# 95' nissan pickup high idle??



## Nissan4x4 (May 9, 2005)

Hi
Anyone know what can cause high idle on a 95 nissan pickup with 2.4L engine manual trans. Idles at 1000 once warm but when coming to a stop and I press in the clutch the idle will only come down to about 1500 and I can tap gas and it will go down eventually. I have cleaned throttle body and checked throttle linkage both ok and ran bottle of some fuel system cleaner.

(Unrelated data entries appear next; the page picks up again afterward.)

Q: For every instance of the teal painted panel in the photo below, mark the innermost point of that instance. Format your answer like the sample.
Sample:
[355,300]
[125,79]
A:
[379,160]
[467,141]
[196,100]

Any suggestions?.....Thanks


----------



## Nissan4x4 (May 9, 2005)

Nissan4x4 said:


> Hi
> Anyone know what can cause high idle on a 95 nissan pickup with 2.4L engine manual trans. Idles at 1000 once warm but when coming to a stop and I press in the clutch the idle will only come down to about 1500 and I can tap gas and it will go down eventually. I have cleaned throttle body and checked throttle linkage both ok and ran bottle of some fuel system cleaner.
> 
> Any suggestions?.....Thanks



Anyone?????


----------



## jerryp58 (Jan 6, 2005)

Nissan4x4 said:


> Hi
> Anyone know what can cause high idle on a 95 nissan pickup with 2.4L engine manual trans. Idles at 1000 once warm but when coming to a stop and I press in the clutch the idle will only come down to about 1500 and I can tap gas and it will go down eventually. I have cleaned throttle body and checked throttle linkage both ok and ran bottle of some fuel system cleaner.
> 
> Any suggestions?.....Thanks


I'm afraid I don't know specifically for your truck (I'm fairly new to Nissans), but how about an electric choke sticking? Could the idle speed screw have gotten misadjusted somehow? 1k idle seems high for a manual; I would think more like 700 or 750 RPM. How about a cracked, broken, or disconnected vacuum line? There's a host of sensors that could probalbly be misinforming the ECU (like the TPS and the fuel or air temp sensor). Just some thoughts.

Have you checked your computer for error codes?


----------



## titan_213 (May 1, 2005)

Most likely, it needs a Thermo wax Kit, and a T-stat. You may try just replaceing the Wax Kit, and that may resolve the problem.


----------



## Nissan4x4 (May 9, 2005)

titan_213 said:


> Most likely, it needs a Thermo wax Kit, and a T-stat. You may try just replaceing the Wax Kit, and that may resolve the problem.



Is this part only available from nissan cant seem to find it on autozone or advance sites?


----------